Whether the higher PM2.5 exposures experienced by beneficiaries living in urban ZIP codes contribute to their higher RRs is not clear. For CVD- and respiratory-related mortality, the observed linear mortality risks across the range of PM2.5 concentrations suggests that it does not, as RRs for these causes of death did not depend on the magnitude of PM2.5 exposures. In contrast, we found lower RRs for non-accidental mortality for PM2.5 exposures less than 10 μg /m3, consistent with our finding of lower RRs for non-urban ZIP codes. As above, our null (and even significant but protective) RRs for lung cancer and respiratory mortality within rural populations may also reflect confounding by smoking [29]; however, potential confounding of associations between PM2.5 and lung cancer and respiratory mortality by smoking with rural populations has not yet been studied.

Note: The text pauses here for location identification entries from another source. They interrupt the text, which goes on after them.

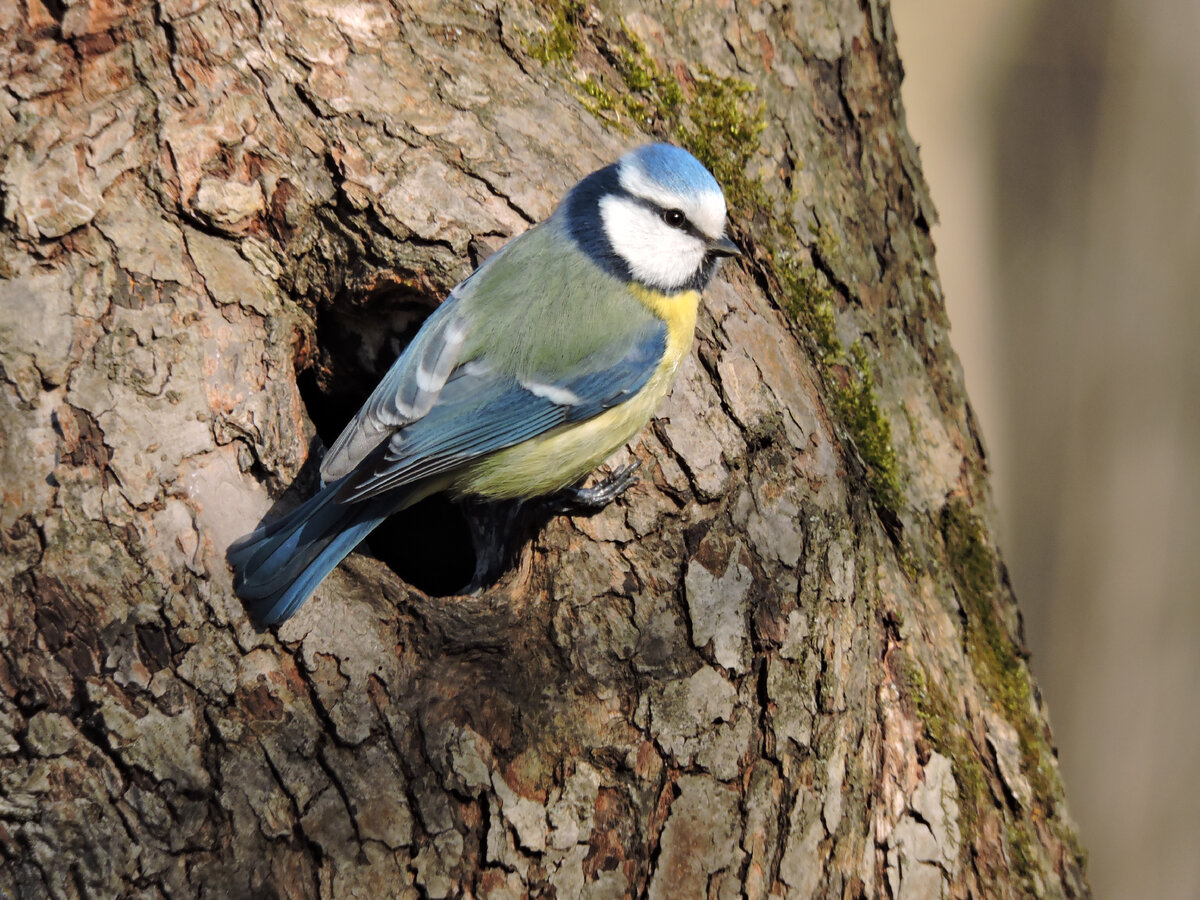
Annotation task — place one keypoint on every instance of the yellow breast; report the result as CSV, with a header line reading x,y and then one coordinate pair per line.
x,y
561,457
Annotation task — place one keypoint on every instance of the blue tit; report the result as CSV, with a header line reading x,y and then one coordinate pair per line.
x,y
547,359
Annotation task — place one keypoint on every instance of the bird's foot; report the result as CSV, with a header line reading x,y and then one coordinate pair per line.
x,y
583,501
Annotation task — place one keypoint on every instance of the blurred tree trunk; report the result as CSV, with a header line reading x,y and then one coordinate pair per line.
x,y
786,664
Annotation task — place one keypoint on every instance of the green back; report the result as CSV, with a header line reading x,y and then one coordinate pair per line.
x,y
544,309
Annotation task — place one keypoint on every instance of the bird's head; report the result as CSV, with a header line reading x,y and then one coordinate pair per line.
x,y
657,216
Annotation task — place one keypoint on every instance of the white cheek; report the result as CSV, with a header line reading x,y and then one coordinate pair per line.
x,y
657,253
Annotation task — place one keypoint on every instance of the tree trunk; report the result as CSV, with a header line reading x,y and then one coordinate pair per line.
x,y
787,664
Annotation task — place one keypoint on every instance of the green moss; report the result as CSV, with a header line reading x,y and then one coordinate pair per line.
x,y
723,130
941,723
561,40
719,121
858,409
994,658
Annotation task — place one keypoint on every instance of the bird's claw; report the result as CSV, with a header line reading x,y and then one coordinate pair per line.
x,y
581,501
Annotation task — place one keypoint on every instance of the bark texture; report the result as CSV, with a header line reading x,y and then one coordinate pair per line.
x,y
786,664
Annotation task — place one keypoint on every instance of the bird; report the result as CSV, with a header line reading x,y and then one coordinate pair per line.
x,y
543,363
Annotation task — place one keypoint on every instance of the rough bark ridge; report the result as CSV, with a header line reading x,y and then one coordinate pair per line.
x,y
787,664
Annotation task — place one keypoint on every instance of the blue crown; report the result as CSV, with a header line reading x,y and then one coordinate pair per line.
x,y
673,168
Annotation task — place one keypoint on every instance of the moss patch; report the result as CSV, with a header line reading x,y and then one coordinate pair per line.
x,y
719,121
941,721
994,658
561,40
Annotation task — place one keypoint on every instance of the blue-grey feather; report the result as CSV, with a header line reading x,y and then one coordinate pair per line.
x,y
673,168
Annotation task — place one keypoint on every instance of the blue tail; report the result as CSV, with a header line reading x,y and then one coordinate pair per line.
x,y
277,567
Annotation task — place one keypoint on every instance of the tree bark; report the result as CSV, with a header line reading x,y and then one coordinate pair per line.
x,y
787,664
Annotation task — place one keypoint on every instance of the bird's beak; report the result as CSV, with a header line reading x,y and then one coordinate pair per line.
x,y
724,247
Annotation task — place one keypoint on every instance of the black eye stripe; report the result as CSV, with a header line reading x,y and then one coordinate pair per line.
x,y
664,211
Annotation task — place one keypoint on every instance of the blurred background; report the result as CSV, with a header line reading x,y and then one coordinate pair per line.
x,y
1061,139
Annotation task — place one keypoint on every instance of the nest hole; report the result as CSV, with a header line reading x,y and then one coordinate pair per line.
x,y
427,545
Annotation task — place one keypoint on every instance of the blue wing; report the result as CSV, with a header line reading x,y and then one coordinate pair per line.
x,y
479,412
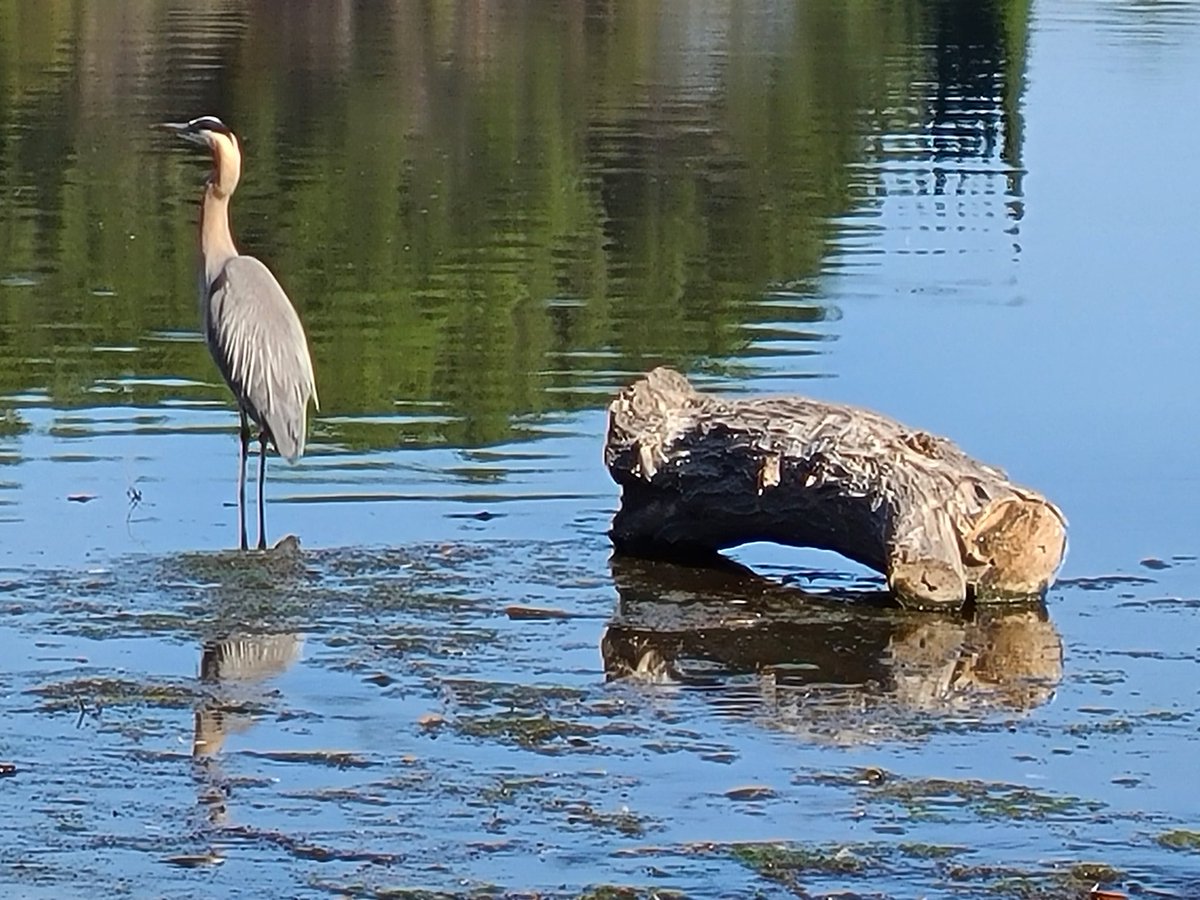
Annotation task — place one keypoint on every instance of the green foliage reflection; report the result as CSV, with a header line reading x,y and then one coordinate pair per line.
x,y
490,210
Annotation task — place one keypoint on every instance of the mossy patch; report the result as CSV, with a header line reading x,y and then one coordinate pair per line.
x,y
1180,839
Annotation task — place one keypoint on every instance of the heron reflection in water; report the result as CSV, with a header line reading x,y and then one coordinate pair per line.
x,y
250,325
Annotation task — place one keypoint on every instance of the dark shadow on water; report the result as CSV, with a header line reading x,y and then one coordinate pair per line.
x,y
844,664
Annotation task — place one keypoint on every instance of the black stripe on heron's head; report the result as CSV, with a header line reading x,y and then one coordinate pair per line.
x,y
209,123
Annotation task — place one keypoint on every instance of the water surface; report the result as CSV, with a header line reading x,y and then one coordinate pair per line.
x,y
978,219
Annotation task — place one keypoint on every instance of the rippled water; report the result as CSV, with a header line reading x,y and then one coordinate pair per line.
x,y
979,219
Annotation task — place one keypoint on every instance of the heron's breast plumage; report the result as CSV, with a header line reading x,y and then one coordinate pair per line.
x,y
259,346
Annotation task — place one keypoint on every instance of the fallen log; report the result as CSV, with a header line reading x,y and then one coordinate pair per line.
x,y
701,474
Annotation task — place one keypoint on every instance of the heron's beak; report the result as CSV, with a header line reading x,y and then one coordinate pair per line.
x,y
183,130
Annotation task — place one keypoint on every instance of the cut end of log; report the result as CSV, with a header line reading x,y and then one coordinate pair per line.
x,y
1018,544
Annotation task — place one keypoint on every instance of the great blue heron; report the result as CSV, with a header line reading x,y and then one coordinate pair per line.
x,y
250,325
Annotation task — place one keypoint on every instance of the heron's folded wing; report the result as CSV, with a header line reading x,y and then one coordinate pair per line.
x,y
261,348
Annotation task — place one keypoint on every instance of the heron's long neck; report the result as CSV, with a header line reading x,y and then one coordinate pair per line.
x,y
216,241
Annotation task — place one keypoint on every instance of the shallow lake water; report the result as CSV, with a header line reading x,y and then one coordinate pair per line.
x,y
979,219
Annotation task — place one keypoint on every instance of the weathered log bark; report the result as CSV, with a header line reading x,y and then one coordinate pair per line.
x,y
700,474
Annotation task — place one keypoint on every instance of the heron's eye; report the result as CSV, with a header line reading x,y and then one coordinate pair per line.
x,y
209,123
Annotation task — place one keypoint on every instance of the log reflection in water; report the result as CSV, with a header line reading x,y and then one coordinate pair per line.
x,y
839,665
234,667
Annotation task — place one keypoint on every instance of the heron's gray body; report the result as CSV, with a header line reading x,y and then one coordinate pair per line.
x,y
250,325
259,346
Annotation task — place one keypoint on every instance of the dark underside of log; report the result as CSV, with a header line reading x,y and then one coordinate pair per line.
x,y
701,474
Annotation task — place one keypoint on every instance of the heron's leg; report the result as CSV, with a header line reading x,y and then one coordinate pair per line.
x,y
262,478
241,481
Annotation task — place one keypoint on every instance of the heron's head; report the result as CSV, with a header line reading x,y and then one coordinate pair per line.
x,y
213,133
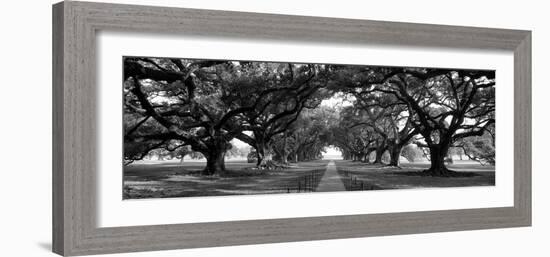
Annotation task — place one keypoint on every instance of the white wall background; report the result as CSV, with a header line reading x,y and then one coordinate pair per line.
x,y
25,128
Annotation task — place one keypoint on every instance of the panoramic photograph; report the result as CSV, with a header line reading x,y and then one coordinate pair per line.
x,y
198,127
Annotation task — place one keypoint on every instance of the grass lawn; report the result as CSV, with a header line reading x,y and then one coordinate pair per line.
x,y
161,179
155,179
360,176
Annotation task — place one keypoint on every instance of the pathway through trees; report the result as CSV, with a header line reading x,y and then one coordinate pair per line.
x,y
331,181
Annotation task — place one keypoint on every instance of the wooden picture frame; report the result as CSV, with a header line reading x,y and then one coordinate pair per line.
x,y
74,130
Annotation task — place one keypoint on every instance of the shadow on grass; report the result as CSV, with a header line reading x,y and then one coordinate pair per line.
x,y
452,174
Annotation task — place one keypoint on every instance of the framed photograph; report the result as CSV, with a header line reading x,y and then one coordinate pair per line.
x,y
183,128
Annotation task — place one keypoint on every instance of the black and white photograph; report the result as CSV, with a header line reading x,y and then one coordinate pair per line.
x,y
197,127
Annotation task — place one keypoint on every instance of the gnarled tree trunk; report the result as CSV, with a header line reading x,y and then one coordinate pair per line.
x,y
215,157
395,154
379,152
437,159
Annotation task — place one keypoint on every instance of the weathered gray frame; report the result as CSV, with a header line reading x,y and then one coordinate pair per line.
x,y
74,130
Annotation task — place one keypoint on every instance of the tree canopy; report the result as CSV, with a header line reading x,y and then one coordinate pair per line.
x,y
283,111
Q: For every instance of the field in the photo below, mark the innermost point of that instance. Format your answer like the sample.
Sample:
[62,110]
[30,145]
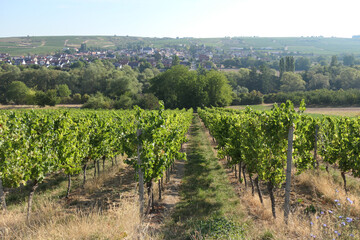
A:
[303,45]
[204,199]
[332,111]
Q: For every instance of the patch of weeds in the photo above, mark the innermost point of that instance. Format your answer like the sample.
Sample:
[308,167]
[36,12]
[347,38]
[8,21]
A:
[267,236]
[217,228]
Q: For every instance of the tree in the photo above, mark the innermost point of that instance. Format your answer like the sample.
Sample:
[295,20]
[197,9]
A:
[292,82]
[334,62]
[218,90]
[175,60]
[319,81]
[349,78]
[63,91]
[289,64]
[11,73]
[302,64]
[349,60]
[17,92]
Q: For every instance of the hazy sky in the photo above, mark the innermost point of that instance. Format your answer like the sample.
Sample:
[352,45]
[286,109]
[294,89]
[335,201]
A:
[181,18]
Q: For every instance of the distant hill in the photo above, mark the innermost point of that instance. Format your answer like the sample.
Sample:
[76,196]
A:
[304,45]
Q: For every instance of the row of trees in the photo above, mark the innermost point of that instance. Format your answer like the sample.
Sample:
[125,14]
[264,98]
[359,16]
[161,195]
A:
[263,144]
[178,86]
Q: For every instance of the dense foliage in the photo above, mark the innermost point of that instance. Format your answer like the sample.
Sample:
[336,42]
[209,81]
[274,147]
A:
[36,144]
[258,141]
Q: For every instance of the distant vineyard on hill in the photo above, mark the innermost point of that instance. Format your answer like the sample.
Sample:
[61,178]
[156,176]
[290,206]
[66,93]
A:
[302,45]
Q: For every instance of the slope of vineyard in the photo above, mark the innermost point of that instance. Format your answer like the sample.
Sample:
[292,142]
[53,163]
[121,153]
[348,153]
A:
[256,142]
[39,147]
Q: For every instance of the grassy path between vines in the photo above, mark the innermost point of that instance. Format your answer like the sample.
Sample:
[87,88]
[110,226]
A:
[209,207]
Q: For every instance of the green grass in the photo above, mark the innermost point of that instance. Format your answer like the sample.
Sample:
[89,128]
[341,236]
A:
[307,45]
[209,208]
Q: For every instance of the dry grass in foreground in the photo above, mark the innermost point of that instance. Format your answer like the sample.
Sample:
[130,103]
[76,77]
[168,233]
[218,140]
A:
[320,209]
[106,208]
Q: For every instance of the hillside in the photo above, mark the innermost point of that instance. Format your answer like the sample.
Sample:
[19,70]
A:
[303,45]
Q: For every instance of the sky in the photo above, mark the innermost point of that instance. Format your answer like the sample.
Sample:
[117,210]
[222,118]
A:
[181,18]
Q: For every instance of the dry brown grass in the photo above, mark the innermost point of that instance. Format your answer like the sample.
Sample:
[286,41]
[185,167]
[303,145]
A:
[323,192]
[106,208]
[51,220]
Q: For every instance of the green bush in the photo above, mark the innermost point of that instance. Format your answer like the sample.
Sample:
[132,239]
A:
[98,101]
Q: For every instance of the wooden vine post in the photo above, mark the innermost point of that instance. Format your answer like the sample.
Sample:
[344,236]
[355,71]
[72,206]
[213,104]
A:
[316,163]
[141,176]
[288,174]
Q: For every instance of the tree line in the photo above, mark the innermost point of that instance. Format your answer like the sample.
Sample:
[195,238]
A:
[100,84]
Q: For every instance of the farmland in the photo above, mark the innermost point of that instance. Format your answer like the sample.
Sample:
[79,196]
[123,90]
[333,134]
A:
[207,197]
[302,45]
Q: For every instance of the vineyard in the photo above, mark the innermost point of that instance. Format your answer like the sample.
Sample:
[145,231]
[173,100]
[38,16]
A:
[267,152]
[266,144]
[37,144]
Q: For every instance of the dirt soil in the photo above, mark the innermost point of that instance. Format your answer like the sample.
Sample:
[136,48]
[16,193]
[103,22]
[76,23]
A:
[170,196]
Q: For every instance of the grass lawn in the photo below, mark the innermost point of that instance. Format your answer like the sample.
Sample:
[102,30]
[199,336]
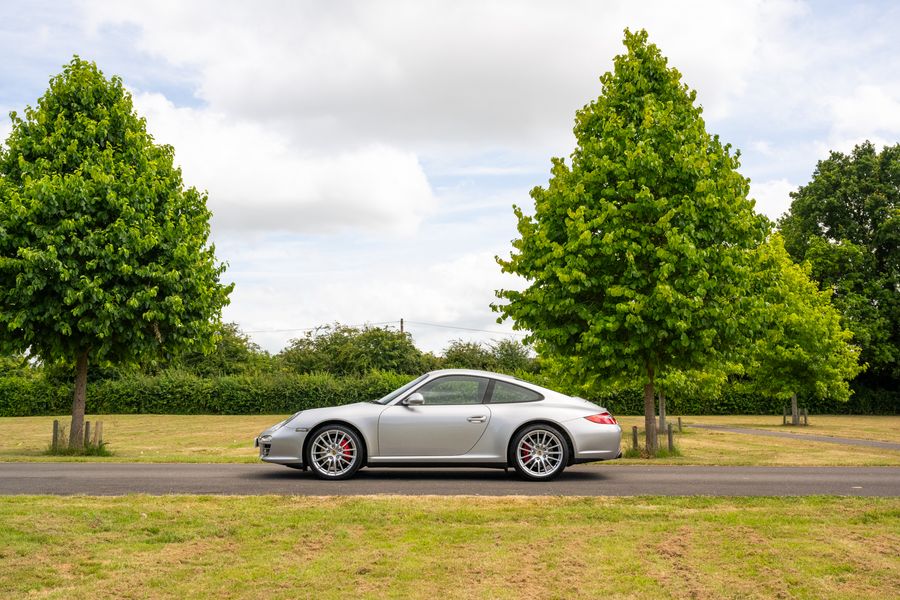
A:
[460,547]
[882,428]
[180,438]
[710,447]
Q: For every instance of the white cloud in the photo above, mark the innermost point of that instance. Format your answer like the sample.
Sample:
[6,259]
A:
[772,197]
[258,180]
[869,111]
[305,287]
[437,74]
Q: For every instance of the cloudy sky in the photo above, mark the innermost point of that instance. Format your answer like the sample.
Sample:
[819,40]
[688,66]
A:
[362,158]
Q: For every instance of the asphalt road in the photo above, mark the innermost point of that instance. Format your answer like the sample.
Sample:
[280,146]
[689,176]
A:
[585,480]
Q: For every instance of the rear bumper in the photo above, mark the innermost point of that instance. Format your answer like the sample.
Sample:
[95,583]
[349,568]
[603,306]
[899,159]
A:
[593,441]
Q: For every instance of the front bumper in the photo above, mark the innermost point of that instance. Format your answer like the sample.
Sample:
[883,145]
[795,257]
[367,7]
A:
[283,446]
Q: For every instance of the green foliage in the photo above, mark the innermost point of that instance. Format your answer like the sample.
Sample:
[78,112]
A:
[16,365]
[802,347]
[234,354]
[102,248]
[638,253]
[512,356]
[177,392]
[344,350]
[503,356]
[846,223]
[468,355]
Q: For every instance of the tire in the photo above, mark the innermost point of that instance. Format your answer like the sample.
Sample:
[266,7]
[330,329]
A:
[334,452]
[539,452]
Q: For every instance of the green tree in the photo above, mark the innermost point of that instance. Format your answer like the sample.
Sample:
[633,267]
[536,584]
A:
[234,354]
[344,350]
[460,354]
[17,365]
[512,356]
[104,254]
[803,348]
[637,252]
[846,223]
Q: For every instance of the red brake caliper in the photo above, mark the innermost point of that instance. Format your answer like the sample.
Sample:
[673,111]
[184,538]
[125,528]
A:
[526,451]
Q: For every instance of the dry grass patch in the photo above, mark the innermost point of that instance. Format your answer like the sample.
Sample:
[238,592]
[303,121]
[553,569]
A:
[205,438]
[711,447]
[460,547]
[864,427]
[145,438]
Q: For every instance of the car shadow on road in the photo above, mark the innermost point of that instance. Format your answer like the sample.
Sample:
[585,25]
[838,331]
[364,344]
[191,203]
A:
[418,474]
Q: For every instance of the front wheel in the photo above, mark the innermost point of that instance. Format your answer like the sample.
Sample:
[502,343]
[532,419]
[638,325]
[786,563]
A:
[335,452]
[539,452]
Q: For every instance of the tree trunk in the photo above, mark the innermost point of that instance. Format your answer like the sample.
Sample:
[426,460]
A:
[650,414]
[76,436]
[662,411]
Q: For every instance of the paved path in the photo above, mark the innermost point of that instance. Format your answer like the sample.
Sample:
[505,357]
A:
[803,436]
[584,480]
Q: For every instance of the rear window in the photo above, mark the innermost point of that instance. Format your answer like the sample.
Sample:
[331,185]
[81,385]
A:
[508,393]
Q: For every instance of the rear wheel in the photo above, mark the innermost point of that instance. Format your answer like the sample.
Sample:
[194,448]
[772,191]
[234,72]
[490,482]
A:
[335,452]
[539,452]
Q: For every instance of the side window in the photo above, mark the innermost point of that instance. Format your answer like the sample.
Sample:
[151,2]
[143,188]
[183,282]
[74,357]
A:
[454,389]
[506,393]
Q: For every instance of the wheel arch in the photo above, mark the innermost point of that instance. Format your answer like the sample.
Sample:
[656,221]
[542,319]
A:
[319,426]
[565,432]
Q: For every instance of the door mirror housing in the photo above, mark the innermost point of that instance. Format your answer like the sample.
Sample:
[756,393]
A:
[415,399]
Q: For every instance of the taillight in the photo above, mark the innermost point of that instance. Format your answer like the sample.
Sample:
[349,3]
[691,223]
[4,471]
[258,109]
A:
[603,418]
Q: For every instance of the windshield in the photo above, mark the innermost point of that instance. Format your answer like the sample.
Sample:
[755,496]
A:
[400,391]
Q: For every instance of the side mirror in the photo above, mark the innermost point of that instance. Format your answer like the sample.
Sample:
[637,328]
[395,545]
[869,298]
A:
[416,399]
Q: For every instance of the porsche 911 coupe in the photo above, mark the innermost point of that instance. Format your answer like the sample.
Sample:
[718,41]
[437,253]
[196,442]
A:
[452,417]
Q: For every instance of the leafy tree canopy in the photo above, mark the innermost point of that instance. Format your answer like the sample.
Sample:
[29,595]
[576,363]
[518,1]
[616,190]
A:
[803,348]
[234,354]
[344,350]
[846,223]
[103,251]
[636,253]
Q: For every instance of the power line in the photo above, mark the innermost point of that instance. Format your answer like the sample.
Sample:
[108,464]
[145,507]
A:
[519,333]
[420,323]
[302,329]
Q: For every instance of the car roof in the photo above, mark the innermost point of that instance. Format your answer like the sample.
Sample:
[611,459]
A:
[477,373]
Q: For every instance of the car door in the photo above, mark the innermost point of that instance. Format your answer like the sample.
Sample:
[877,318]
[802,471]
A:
[449,423]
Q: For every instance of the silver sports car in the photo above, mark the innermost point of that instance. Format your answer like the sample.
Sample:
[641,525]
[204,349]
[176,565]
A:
[452,417]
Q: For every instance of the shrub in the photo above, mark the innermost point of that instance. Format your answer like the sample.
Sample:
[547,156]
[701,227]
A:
[178,392]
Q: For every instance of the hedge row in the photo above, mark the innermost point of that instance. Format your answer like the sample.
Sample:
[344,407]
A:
[185,394]
[180,393]
[864,401]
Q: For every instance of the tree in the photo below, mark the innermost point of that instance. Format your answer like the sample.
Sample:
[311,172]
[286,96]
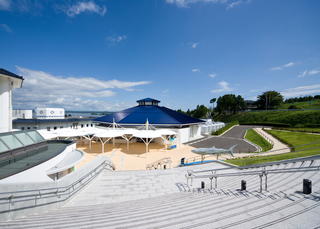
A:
[200,112]
[269,100]
[213,100]
[230,103]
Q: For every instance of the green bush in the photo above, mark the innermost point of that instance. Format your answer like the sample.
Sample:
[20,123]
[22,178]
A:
[227,127]
[289,118]
[293,107]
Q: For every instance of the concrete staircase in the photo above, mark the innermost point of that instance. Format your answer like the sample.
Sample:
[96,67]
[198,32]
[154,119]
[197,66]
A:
[152,199]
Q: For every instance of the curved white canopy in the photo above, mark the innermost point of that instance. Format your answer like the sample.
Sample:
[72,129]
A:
[147,134]
[110,133]
[166,132]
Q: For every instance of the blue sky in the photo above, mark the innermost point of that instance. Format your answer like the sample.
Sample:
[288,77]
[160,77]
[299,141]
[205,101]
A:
[106,54]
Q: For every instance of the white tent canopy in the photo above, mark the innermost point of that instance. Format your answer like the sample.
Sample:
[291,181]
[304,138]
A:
[106,134]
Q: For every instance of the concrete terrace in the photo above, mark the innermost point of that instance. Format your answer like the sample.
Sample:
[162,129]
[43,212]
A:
[161,199]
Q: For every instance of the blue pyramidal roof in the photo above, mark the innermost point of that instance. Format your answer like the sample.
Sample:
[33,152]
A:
[155,114]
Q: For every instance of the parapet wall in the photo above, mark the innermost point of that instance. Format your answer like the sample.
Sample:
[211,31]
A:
[17,200]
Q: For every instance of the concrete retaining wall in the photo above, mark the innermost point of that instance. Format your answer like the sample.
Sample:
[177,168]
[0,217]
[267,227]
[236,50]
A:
[17,200]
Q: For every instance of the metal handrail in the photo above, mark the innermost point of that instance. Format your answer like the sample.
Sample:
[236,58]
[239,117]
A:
[261,173]
[166,160]
[67,187]
[262,165]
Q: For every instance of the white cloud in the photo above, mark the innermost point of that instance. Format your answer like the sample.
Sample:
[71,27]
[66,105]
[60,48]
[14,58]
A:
[234,4]
[82,7]
[86,93]
[5,4]
[194,45]
[187,3]
[301,91]
[223,87]
[309,73]
[281,67]
[116,39]
[5,28]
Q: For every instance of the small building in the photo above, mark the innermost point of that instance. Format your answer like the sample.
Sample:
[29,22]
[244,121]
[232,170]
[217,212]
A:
[52,124]
[148,110]
[23,114]
[251,105]
[8,81]
[49,113]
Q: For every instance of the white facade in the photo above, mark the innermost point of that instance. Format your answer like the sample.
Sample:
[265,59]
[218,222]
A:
[49,113]
[7,83]
[53,124]
[24,114]
[211,126]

Our study had several limitations. First, we only had information on beneficiaries’ ZIP code of residence, contributing to exposure misclassification. We, however, accounted for beneficiaries’ residential moves and used validated spatio-temporal models to predict exposures, thus reducing error [52]. Previous studies found exposure error from imprecise spatial estimates to bias results towards the null, lending support to our findings of significant positive associations [14]. Second, we examined associations between PM2.5 and multiple mortality causes, raising multiple comparison concerns. These concerns are balanced by the consistency of our findings across outcomes and model specifications. Third, while we did not have data on personal-level characteristics, we allowed baseline hazards to vary by age, sex, race, and ZIP code and adjusted our models for ZIP code-level SES. Confounding by other personal-level characteristics is unlikely to explain our findings, given previous findings for urban populations showing little change in mortality risks after adjustment for individual-level characteristics [53] and given the high proportion of our population living in urban areas. However, it is possible that residual confounding, such as that from smoking, may introduce bias in the PM2.5-mortality associations among non-urban populations, offering a possible explanation for the lower RRs observed for these populations. Finally, NO2 serves as an imperfect proxy of traffic-related PM2.5. As a result, the mortality risks estimated using the residuals of NO2 on PM2.5 are an imperfect measure of non-traffic exposures, potentially contributing to our observed wider confidence intervals for the RRs for non-traffic PM2.5. Nevertheless, our results provide a first direct assessment of the mortality risks resulting from long-term exposures to non-traffic PM2.5. Importantly, our findings of lower mortality risks for non-traffic as compared to total PM2.5 are consistent with results from studies of long-term traffic exposures and mortality. However, additional studies are needed to assess consistency of findings using this approach.

These limitations are balanced by the substantial strengths of our study. With nearly 53 million Medicare beneficiaries, 16 million deaths, and complete coverage of Medicare beneficiaries living across the US, our analyses were well-powered to detect meaningful associations, allowing us to provide valuable new information on the impact of long-term PM2.5 exposures on specific causes of CVD, respiratory, and cancer-related deaths at low PM2.5 levels and for previously under-studied minority and rural populations. We were thus able to demonstrate linearity in exposure-response curves for CVD and respiratory mortality and disproportionate PM2.5-associated deaths in beneficiaries who are Black and to a lesser extent Asian, are of low SES, or live in urban neighborhoods.

Conclusions

With nearly 53 million older Medicare beneficiaries living across the U.S., we observed that PM2.5 was associated with mortality from cardiovascular, respiratory and all cancer disease, but not lung cancer. PM2.5-associated risks of CVD and respiratory mortality were similar across PM2.5 levels, with no evidence of a threshold. Blacks, urban, and younger beneficiaries were most vulnerable to the long-term impacts of PM2.5 on mortality.